Depuis quelques années, un nom s’impose avec une régularité troublante dans le paysage économique européen : Daniel Kretinsky. Énergie, grande distribution, édition, médias, logistique, poste britannique, participation majeure chez TotalEnergies… L’homme avance vite, discrètement, méthodiquement. Trop méthodiquement, peut-être.
Son profil intrigue : avocat de formation, financier redoutable, stratège patient. En une décennie, il est devenu l’un des acteurs centraux de secteurs qui dépassent largement le simple cadre commercial. Or, ces secteurs structurent la souveraineté d’un pays.
Une mainmise progressive sur des secteurs vitaux
Fnac-Darty, Casino, Editis, GazelEnergie, centrales électriques, parts significatives dans TotalEnergies, médias nationaux : la liste donne le vertige.
Il ne s’agit plus de paris boursiers isolés, mais d’un maillage cohérent autour de fonctions essentielles : produire l’énergie, distribuer les biens, façonner l’opinion, contrôler des infrastructures critiques.
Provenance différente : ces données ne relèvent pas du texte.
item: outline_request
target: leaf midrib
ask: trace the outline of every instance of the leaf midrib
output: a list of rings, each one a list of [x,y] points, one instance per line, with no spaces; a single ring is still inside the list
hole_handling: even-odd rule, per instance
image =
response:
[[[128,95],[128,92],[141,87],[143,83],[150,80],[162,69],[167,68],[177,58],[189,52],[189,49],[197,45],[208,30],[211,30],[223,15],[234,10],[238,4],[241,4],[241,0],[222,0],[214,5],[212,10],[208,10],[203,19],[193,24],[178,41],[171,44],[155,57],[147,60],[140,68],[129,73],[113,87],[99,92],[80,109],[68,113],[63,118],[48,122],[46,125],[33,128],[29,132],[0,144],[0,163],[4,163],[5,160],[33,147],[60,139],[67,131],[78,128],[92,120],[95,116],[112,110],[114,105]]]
Dans n’importe quel autre pays, une telle concentration susciterait un débat politique majeur. En France, elle se déroule dans un relatif silence institutionnel.
Le retour discret du capitalisme de dépendance
La France aime se raconter qu’elle reste une grande puissance industrielle. La réalité est plus rugueuse : ses fleurons deviennent des cibles, ses entreprises affaiblies des proies, ses actifs stratégiques des lignes dans des portefeuilles internationaux.
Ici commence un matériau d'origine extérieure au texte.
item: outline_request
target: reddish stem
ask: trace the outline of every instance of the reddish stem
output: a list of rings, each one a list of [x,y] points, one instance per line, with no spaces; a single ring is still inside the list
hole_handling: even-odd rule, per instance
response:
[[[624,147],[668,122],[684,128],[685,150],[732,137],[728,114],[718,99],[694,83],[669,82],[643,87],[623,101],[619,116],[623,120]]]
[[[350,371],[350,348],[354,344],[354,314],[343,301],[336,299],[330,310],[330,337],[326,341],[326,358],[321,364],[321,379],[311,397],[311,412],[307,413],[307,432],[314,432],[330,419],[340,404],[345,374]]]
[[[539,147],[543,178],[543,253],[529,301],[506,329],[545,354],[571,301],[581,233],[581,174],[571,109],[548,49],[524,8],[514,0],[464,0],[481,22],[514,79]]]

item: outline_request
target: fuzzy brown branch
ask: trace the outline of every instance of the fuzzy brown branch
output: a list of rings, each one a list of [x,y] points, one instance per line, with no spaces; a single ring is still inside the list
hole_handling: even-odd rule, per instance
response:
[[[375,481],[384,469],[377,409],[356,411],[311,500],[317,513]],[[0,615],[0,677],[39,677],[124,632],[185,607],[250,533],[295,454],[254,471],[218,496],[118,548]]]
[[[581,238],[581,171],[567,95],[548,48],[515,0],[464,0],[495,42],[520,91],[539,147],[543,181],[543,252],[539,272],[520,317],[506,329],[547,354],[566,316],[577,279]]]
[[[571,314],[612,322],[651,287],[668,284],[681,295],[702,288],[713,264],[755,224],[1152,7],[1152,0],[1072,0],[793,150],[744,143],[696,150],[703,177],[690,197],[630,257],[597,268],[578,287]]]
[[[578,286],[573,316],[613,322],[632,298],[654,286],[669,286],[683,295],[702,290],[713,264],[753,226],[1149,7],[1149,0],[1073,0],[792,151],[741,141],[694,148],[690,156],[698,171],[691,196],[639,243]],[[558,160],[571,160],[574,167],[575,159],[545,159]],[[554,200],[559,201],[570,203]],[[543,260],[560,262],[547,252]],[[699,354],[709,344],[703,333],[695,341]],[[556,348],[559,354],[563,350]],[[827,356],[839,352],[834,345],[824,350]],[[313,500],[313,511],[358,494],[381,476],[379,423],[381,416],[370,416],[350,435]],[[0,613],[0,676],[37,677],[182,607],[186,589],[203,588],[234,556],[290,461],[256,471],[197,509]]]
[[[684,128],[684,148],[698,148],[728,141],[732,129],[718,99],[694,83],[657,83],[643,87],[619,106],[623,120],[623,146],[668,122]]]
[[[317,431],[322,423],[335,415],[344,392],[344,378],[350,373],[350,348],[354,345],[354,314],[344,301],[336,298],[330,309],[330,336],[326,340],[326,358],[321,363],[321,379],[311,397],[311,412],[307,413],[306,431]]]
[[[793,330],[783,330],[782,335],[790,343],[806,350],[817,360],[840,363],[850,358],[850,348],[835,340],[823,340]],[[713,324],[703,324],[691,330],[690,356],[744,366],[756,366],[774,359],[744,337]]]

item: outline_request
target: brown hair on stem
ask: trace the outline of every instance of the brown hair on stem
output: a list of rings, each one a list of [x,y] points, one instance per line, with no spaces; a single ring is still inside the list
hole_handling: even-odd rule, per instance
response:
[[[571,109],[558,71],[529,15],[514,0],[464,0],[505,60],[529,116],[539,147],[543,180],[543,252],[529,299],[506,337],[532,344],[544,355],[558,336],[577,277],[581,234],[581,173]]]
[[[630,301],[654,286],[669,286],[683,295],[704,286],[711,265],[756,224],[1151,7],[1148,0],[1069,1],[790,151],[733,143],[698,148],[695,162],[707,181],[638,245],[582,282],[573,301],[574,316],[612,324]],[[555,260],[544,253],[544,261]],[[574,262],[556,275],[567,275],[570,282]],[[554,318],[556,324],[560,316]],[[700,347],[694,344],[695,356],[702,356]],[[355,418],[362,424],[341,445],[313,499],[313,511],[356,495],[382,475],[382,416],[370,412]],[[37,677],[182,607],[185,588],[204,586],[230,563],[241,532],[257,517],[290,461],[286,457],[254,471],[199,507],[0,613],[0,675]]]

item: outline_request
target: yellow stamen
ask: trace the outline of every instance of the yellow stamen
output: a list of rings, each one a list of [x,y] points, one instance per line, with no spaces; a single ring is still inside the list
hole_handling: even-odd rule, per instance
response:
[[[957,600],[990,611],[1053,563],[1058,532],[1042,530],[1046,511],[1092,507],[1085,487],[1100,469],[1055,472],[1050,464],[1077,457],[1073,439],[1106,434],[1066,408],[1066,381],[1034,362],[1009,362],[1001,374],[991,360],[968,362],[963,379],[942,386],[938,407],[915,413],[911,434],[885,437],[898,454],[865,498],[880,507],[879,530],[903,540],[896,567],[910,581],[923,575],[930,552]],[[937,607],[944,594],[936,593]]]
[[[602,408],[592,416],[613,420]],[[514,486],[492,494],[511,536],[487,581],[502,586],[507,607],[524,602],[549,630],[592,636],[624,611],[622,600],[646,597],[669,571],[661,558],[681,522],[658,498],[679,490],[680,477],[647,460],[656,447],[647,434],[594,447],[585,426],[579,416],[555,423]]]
Kretinsky n’est pas un cas isolé, mais il en est l’illustration la plus spectaculaire. Lorsque l’État se félicite qu’un investisseur étranger « sauve » des entreprises surendettées, il admet implicitement son propre échec à préserver un tissu économique autonome.
On ne parle plus de développement industriel, mais de gestion de liquidation contrôlée.
Un pouvoir sans légitimité démocratique
Daniel Kretinsky ne se présente à aucune élection. Il ne rend de comptes à aucun électeur français. Pourtant, ses décisions influencent déjà :
- des milliers d’emplois,
- l’orientation énergétique du pays,
- la ligne éditoriale de groupes médiatiques,
- la stabilité de grandes chaînes de distribution alimentaire.
Ce pouvoir n’est pas illégal. Il est simplement hors de contrôle politique réel.
Le risque systémique d’un homme clé
Que se passera-t-il le jour où ses intérêts divergeront frontalement de ceux de la France ?
Que se passera-t-il en cas de choc financier, de retournement stratégique, de pression géopolitique, ou simplement de revente massive d’actifs ?
Concentrer autant de leviers dans les mains d’un seul acteur privé, étranger de surcroît, crée une vulnérabilité structurelle.
Ce n’est pas du protectionnisme que de le constater. C’est du réalisme économique.
L’illusion du « chevalier blanc »
On célèbre aujourd’hui le « sauveur » qui reprend des entreprises en difficulté. On oublie que les véritables sauveurs construisent des industries solides, au lieu de gérer les ruines d’un modèle abandonné.
Le capitalisme de détresse finit toujours par coûter plus cher que l’investissement stratégique de long terme.
Et quand l’histoire se retournera, il sera trop tard pour redécouvrir les vertus de l’indépendance économique.
La souveraineté ne disparaît jamais dans un fracas, elle se dissout lentement, contrat après contrat, rachat après rachat, silence après silence.